All you need to know about the recent ban on Paytm Payments Bank by RBI

RBI ban on Paytm Payments Bank: Paytm mat karo?

dhanak हिंदी में भी पढ़ें read-in-hindi

One97 Communications, famously known as Paytm, faced a major blow recently when the Reserve Bank of India (RBI) issued a circular prohibiting it from offering banking services. As a result, its stock plummeted around 36 per cent in just two days!

RBI's directive

The RBI banned Paytm from offering all forms of banking services due to issues of non-compliance and material supervisory concerns.

Effective February 29, Paytm Payments Bank will no longer be able to accept new users, and even the existing users will be unable to utilise Paytm wallets, Fastags, and mobility cards after this date. The ban extends to other banking services, such as the transfer of funds, UPI, and immediate payment services. However, withdrawals will be possible.

Repeated violations

This is not the first time Paytm has flouted regulatory guidelines.

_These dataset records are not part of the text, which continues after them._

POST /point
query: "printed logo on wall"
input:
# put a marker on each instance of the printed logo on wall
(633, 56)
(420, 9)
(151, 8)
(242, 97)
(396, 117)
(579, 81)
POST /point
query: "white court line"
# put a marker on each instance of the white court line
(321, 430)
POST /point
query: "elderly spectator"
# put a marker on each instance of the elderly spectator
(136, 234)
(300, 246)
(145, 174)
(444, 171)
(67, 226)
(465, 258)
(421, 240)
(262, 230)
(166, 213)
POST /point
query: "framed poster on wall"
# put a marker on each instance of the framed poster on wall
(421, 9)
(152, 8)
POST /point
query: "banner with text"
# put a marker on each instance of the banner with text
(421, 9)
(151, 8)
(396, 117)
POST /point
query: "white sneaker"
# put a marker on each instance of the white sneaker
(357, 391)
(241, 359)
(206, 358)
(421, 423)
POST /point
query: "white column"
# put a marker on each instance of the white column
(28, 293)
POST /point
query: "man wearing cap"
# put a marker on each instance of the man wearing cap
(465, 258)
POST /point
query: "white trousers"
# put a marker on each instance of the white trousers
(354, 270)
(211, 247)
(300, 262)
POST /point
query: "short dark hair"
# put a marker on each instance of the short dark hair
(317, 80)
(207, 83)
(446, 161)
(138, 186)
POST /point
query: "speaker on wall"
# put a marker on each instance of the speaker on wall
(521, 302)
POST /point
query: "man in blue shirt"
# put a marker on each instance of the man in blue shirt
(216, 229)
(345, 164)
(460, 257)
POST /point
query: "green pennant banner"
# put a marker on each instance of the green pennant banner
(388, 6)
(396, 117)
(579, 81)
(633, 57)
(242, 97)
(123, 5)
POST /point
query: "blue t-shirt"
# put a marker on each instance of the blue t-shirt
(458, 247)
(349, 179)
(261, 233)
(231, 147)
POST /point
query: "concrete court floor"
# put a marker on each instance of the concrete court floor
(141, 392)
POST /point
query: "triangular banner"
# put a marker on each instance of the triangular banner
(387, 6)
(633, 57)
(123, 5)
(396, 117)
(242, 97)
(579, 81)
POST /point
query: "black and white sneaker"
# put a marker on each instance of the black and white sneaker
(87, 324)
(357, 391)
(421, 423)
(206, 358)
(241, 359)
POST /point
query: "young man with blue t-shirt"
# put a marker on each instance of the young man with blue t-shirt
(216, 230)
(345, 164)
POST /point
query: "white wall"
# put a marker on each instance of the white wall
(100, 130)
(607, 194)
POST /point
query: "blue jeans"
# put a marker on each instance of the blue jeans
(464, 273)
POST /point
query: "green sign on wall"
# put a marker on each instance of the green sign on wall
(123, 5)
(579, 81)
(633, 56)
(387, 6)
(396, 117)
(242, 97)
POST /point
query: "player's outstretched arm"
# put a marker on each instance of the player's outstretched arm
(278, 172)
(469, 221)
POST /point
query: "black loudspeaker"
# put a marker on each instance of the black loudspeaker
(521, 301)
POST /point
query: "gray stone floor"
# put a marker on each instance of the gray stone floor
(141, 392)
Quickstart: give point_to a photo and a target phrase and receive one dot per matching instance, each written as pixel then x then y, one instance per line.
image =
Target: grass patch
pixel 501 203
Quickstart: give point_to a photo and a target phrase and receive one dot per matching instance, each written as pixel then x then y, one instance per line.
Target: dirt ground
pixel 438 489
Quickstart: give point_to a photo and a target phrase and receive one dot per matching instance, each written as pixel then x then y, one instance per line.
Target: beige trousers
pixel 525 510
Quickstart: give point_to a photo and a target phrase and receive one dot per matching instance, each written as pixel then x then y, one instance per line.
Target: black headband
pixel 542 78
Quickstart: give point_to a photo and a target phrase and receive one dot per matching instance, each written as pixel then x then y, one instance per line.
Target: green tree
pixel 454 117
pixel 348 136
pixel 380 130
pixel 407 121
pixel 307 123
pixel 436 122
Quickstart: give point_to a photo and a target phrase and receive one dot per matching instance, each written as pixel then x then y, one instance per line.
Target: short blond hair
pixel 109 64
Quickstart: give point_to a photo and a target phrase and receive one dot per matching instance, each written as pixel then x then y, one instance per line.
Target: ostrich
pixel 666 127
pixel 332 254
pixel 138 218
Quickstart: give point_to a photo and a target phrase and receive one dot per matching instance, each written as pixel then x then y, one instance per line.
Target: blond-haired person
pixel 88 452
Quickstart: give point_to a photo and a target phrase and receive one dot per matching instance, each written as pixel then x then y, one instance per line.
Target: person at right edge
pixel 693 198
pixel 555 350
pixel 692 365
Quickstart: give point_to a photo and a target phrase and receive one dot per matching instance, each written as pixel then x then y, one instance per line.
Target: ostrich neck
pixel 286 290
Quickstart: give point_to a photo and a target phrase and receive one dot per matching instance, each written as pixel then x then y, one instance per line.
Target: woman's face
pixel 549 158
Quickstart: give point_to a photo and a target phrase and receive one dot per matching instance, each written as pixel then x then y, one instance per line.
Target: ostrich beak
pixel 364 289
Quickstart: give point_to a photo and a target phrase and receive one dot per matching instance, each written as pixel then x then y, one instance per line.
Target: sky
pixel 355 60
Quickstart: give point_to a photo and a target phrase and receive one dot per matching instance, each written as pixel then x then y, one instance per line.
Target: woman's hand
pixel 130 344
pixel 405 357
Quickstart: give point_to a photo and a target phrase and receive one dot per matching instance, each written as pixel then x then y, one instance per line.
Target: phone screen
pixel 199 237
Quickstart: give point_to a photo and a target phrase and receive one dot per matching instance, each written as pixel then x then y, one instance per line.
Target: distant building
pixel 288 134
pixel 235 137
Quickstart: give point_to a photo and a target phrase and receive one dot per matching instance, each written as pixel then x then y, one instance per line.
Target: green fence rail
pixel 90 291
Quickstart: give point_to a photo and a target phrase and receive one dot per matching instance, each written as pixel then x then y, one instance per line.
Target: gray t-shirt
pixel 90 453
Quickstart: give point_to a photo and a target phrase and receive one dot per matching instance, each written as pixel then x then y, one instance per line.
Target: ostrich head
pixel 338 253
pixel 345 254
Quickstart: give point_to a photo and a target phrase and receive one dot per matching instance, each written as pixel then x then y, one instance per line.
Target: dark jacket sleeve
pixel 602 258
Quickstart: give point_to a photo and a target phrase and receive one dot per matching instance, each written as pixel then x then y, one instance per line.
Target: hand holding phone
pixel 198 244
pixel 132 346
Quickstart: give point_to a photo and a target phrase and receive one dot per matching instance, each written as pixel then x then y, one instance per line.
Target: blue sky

In June 2018, an RBI audit prohibited Paytm Payments Bank to onboard new customers due to KYC process issues.

Further, RBI had also imposed a penalty of Rs 1 crore in October 2021 and Rs 5 crore in October 2023 for misrepresentation and non-compliance with licensing guidelines and cybersecurity measures.

In March 2022, the bank was again directed to cease onboarding immediately due to continued non-compliance issues.

In November 2023, RBI instructed banks and NBFCs to increase the risk weightage on consumer credit by 25 percentage points to 125 per cent. As a result, Paytm had to halt its 'buy now, pay later' services and reduce its loan exposure below Rs 50,000.

Business impact

This directive by RBI will significantly impact Paytm's revenue and profitability. It will disrupt its loan disbursal process and significantly affect its operation. Additionally, merchant relations have to be revised, and the integrated services (that were Paytm's key attractions) will have to be suspended as point-of-sale services, wallets, UPI, and other services are linked with Paytm Payments Bank.

In a worst-case scenario, the revenue could drop up to 30 per cent to Rs 7,032 crore since the entire merchant transactions base is treading on thin ice. As per management, the EBITDA (earnings before interest, taxes, depreciation, and amortisation) could fall between Rs 300 - 500 crore. This could increase the company's EBITDA-based losses by 37-62 per cent.

Investors corner

Paytm was already in the bad books of many investors due to its inconsistent cash flow and loss-making nature. The reliance on its payments bank as a growth driver is now in jeopardy.

Investors who bought Paytm shares in the IPO would have faced a 77 per cent loss to date.

Despite the management's intentions to address this issue, it is clear that there will be a substantial impact on the company's operations. With the loss of its primary growth driver, the future of Paytm appears bleak.

Investors may be tempted to buy Paytm now as it appears to be available 'cheap', but they must remember that it is a loss-making, cash-burning, and, now, a growth driver-less company.